Deputy Minister’s remarks
Ms Sindisiwe Chikunga, Deputy Minister of Public Service and Administration (DPSA), said that the Department would give the annual performance reports from the DPME, Stats SA and Brand SA. Improved performance had been recorded at these institutions, and they wanted to continue to improve and assist government systems so that audit outcomes could be correct.

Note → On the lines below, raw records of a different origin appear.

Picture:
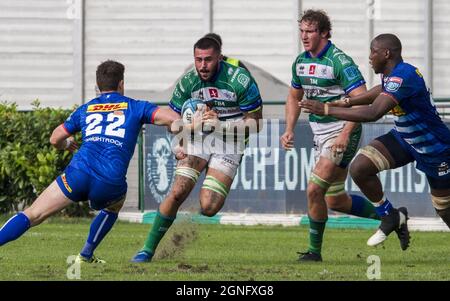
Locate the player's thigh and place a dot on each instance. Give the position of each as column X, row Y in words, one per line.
column 186, row 175
column 106, row 196
column 222, row 169
column 49, row 202
column 336, row 196
column 323, row 144
column 215, row 189
column 327, row 170
column 115, row 208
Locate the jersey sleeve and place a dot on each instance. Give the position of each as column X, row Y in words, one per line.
column 295, row 82
column 148, row 110
column 347, row 73
column 180, row 95
column 73, row 122
column 400, row 86
column 248, row 96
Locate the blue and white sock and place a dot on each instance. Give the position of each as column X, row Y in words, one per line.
column 14, row 228
column 100, row 226
column 383, row 207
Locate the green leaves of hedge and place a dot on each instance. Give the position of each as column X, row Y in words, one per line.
column 28, row 162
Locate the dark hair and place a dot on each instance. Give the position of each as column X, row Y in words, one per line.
column 109, row 74
column 209, row 42
column 317, row 16
column 215, row 37
column 391, row 42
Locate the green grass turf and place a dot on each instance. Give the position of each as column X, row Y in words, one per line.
column 221, row 252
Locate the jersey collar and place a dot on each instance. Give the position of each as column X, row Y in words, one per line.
column 321, row 53
column 216, row 75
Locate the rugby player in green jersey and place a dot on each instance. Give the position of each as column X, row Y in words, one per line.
column 325, row 73
column 233, row 97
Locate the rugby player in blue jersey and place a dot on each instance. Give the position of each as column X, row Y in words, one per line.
column 110, row 125
column 419, row 135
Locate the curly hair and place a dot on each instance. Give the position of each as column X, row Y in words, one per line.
column 317, row 16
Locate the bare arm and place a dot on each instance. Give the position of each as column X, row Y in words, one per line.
column 165, row 116
column 350, row 126
column 62, row 140
column 381, row 105
column 365, row 98
column 250, row 123
column 292, row 112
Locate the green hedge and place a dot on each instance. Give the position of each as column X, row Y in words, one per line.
column 28, row 162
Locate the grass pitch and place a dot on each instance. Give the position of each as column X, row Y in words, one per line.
column 218, row 252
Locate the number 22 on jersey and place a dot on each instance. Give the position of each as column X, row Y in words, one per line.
column 112, row 129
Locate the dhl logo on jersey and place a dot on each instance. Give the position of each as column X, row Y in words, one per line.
column 397, row 111
column 107, row 107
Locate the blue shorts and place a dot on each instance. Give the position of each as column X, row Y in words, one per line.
column 79, row 186
column 436, row 168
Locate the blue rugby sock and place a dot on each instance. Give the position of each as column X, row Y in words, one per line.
column 383, row 209
column 14, row 228
column 100, row 226
column 362, row 207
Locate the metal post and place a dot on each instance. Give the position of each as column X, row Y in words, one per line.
column 75, row 11
column 373, row 12
column 297, row 12
column 428, row 9
column 141, row 169
column 208, row 16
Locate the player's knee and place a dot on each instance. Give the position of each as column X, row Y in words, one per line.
column 316, row 187
column 209, row 211
column 115, row 208
column 442, row 206
column 176, row 198
column 313, row 192
column 357, row 170
column 34, row 216
column 337, row 202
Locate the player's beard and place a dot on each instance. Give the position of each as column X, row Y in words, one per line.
column 209, row 73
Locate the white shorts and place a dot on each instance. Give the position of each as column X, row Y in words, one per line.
column 324, row 136
column 221, row 156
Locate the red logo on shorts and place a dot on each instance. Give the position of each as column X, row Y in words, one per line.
column 213, row 93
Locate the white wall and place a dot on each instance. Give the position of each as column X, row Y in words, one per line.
column 154, row 38
column 36, row 55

The DPME was on its eighth straight clean audit. The aim was for the audit findings to help them improve. Through the audit action plans, they were going to mitigate and ensure that they resolved the identified challenges. The performance at all the institutions was above 80%, which showed that the DPME was going in the right direction. It remained committed to improving and ensuring that its straight auditing record continued and the cycle did not break, as well as assisting Brand SA to take the correct mitigation measures.
DPME Annual Report 2019/20
Mr Clement Madale: Director: Strategy and Service Delivery Support, DPME, said the presentation would cover the performance of the Department against the annual targets outlined in the Department’s Annual Performance Plan (APP) for 2019/20, as well as the recommendations from the Committee from various engagements.
Mr Thomas Nkosi, Strategy and Communication Services, DPME, presented the Department’s Annual Report presentation.
In total, 82% of targets were achieved, and 18% targets were not achieved. This was the eighth consecutive clean audit.
Programme 1: Administration – 14% targets not achieved, and 86% targets achieved.
Programme 2A: National Planning Coordination – 100% targets achieved.
Programme 2B: National Planning Coordination – 25% targets not achieved, and 75% targets achieved.
Programme 3: Sector Monitoring Services – 30% targets not achieved, and 70% targets achieved.
Programme 4: Public Sector Monitoring and Capacity Development – 11% targets not achieved, and 89% targets achieved.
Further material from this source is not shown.